According to Martin Van Der Werf's column in today's St. Louis Post-Dispatch, plans for the park just north of the Old Post Office on Locust Street are stalled to point of finally frustrating developers and Downtown Now! topper Tom Reeves. Perhaps the inability to put in this useless park will convince people that this site is ideal for high-density development, not a stale piece of green space. The Old Post Office is surrounded by dense architectural fabric on its east and south sides, and by a huge parking garage on its west. Why not mitigate the parking garage's ugliness and complement the remaining architectural fabric by developing this site with tall modern buildings?

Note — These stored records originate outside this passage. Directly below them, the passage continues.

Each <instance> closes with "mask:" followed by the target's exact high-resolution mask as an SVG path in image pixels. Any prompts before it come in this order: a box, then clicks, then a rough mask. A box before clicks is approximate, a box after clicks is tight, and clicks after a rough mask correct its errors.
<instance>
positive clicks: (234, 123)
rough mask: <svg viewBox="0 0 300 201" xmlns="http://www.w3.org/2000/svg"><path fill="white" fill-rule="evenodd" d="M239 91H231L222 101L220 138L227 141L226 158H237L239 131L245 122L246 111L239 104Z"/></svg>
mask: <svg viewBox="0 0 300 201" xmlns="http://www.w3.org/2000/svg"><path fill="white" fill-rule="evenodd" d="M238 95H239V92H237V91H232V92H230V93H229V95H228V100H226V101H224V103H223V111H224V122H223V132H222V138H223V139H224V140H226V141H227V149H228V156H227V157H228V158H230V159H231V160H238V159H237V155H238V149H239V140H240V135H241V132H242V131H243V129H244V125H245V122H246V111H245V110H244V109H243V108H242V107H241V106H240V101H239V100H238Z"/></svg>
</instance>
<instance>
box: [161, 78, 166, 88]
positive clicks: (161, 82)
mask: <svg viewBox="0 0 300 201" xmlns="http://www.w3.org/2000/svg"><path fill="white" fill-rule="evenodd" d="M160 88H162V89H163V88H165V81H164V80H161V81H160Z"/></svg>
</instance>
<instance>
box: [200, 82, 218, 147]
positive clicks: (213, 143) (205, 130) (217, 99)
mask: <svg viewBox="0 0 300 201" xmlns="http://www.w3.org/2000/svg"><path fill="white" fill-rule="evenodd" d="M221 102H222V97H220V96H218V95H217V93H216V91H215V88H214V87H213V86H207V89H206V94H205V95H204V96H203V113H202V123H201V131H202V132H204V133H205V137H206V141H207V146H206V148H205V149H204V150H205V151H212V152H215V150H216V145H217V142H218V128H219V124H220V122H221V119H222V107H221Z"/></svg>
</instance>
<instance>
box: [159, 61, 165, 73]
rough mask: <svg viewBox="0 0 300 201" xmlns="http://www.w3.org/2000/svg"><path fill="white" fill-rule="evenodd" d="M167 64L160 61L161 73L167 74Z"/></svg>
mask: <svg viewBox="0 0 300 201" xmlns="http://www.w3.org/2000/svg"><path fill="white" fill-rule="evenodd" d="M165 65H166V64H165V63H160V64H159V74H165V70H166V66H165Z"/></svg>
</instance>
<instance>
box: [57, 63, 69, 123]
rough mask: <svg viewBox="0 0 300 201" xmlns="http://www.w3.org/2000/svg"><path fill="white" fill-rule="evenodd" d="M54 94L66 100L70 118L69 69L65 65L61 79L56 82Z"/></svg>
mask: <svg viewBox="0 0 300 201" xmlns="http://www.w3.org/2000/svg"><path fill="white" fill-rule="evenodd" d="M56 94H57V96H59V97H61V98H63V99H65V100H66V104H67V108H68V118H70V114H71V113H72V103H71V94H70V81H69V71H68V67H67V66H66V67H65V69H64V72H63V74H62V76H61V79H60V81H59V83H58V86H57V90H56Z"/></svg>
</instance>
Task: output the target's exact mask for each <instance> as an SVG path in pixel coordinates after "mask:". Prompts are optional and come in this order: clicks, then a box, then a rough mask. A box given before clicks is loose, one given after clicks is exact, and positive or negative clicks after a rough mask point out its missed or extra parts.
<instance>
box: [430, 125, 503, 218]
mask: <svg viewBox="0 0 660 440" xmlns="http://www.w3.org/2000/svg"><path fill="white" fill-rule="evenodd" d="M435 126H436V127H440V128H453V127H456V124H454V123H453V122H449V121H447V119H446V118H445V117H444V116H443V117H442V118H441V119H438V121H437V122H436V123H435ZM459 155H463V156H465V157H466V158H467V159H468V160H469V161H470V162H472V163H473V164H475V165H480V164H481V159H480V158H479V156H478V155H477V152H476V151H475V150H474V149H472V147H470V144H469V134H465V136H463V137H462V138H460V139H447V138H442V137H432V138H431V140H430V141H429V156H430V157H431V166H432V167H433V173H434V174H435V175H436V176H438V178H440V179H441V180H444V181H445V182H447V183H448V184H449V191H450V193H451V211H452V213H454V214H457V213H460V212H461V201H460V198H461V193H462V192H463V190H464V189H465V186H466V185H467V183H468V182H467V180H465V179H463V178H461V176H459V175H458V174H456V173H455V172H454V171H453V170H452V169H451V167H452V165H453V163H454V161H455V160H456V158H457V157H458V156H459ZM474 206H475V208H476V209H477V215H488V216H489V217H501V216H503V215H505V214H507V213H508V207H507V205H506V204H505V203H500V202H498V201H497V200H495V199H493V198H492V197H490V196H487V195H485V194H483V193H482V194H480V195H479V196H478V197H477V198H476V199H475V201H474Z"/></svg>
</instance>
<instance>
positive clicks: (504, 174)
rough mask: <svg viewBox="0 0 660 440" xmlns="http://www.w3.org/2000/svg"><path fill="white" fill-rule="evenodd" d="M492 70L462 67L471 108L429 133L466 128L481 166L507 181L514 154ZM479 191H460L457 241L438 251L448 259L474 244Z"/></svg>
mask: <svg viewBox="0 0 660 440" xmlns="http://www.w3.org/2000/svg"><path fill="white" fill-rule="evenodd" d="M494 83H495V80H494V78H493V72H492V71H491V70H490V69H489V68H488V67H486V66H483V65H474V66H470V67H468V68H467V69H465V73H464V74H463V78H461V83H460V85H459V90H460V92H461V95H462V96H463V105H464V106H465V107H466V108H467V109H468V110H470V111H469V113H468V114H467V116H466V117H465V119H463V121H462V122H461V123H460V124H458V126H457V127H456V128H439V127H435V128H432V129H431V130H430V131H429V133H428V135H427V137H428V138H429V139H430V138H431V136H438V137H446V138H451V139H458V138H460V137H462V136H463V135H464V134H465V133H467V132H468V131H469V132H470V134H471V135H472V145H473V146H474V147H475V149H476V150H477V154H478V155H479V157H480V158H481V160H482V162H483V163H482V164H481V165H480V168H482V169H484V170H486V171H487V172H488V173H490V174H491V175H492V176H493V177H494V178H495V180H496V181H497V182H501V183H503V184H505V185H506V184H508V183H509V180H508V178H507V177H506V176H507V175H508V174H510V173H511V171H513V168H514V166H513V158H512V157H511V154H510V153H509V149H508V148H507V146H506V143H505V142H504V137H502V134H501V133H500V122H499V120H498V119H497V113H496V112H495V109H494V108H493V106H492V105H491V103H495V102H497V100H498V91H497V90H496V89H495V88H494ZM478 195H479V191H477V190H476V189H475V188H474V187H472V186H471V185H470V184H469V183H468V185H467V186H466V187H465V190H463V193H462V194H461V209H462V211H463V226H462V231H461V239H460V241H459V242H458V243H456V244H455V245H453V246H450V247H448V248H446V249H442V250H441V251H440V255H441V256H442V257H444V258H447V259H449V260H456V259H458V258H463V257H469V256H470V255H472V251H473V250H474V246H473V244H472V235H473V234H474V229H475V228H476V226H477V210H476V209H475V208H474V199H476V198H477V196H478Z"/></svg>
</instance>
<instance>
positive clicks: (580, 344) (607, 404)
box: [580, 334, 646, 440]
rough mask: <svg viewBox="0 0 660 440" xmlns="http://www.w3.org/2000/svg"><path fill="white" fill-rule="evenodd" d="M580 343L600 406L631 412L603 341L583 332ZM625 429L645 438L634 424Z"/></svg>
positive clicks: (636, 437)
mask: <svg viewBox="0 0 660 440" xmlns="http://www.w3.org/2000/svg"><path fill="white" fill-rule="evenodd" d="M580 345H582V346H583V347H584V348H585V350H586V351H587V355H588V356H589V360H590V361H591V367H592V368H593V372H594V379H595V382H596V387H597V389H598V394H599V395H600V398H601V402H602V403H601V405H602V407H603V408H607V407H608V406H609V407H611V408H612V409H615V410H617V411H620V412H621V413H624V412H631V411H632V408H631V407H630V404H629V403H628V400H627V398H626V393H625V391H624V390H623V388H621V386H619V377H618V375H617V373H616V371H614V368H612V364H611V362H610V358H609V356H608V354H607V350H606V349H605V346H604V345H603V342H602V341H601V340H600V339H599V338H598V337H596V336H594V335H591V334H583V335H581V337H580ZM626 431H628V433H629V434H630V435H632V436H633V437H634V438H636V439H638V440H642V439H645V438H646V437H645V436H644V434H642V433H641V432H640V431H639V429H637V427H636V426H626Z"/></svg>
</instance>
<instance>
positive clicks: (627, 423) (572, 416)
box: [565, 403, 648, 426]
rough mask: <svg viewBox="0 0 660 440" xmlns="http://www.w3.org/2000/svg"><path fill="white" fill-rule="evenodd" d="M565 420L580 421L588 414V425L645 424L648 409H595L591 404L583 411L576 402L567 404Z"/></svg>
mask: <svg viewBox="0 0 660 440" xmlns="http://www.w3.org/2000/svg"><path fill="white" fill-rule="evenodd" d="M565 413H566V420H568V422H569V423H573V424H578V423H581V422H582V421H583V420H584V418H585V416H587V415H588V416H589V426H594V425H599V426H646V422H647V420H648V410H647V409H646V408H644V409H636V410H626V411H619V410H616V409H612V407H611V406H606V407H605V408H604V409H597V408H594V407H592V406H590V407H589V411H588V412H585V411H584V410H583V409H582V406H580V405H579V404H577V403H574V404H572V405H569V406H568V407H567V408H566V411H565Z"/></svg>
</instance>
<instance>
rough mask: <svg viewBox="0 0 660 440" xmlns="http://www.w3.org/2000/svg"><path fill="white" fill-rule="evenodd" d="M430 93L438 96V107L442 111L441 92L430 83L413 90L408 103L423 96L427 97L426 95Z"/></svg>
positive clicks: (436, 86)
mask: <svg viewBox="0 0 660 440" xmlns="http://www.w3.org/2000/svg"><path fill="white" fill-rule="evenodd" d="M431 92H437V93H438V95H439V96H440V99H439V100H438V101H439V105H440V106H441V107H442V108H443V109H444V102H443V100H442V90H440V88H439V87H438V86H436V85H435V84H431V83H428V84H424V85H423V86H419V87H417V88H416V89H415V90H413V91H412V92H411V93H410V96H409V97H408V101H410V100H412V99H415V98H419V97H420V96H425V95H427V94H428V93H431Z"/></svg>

The Roberts brothers want to build a glassy tower addition to the Mayfair. They could push it up to Locust, providing a lower connecting portion between the Mayfair and the new building that would make for a more pleasant transition. Another developer could acquire and build upon the western end of the site. Why squander the opportunity? Downtown has far too much open space, and needs greater density.

UPDATE: From a thread on the Urban St. Louis forum: "They should develop the plot of land the park will be on and build an underground plaza, beneath the parking garage."

Also in Van Der Werf's column is the announcement that the owners of the Chemical Building, just east of the Old Post Office, are renaming it "the Alexa" as part of their residential conversion project. Is this a sick joke?


Joe said...

I agree the plaza is superfluous. And the name "Alexa" just sounds like a supermodel. The beautiful old Chemical Building deserves better.

But I'm most excited by the note at the end of the column:

The Fleurs de Lis at Jefferson and Arsenal may finally be alive again! It's scheduled to go before the TIF commission in June.

This development, if done right, could potentially be the lynchpin to connecting the success of Benton Park with the relatively struggling redevelopment of Benton Park West.

Anonymous said...

What's wrong with green space? There's so little left downtown. People who choose to live downtown should have green spaces to enjoy too, should they not?

Michael R. Allen said...

I disagree that there's little green space left downtown. There are huge amounts of green space in the Arch grounds andthe Gateway Mall, both of which involved the demolition of hundreds of historic buildings. These two projects should have produced enough downtown green space to meet the demands of a city of 800,000.

Yet, there is even more green space: Lucas Park, a truly valuable and thoughtful space; the City Hall grounds; the park in front of the Eagleton Courthouse; the park across the street from Savvis Center; and the "plaza" just one block east of the proposed plaza (the one that occupies the site of the Ambassador Building, demolished in 1996-7 for the plaza!). That seems like a lot of green space for a downtown with as much vacant land as ours.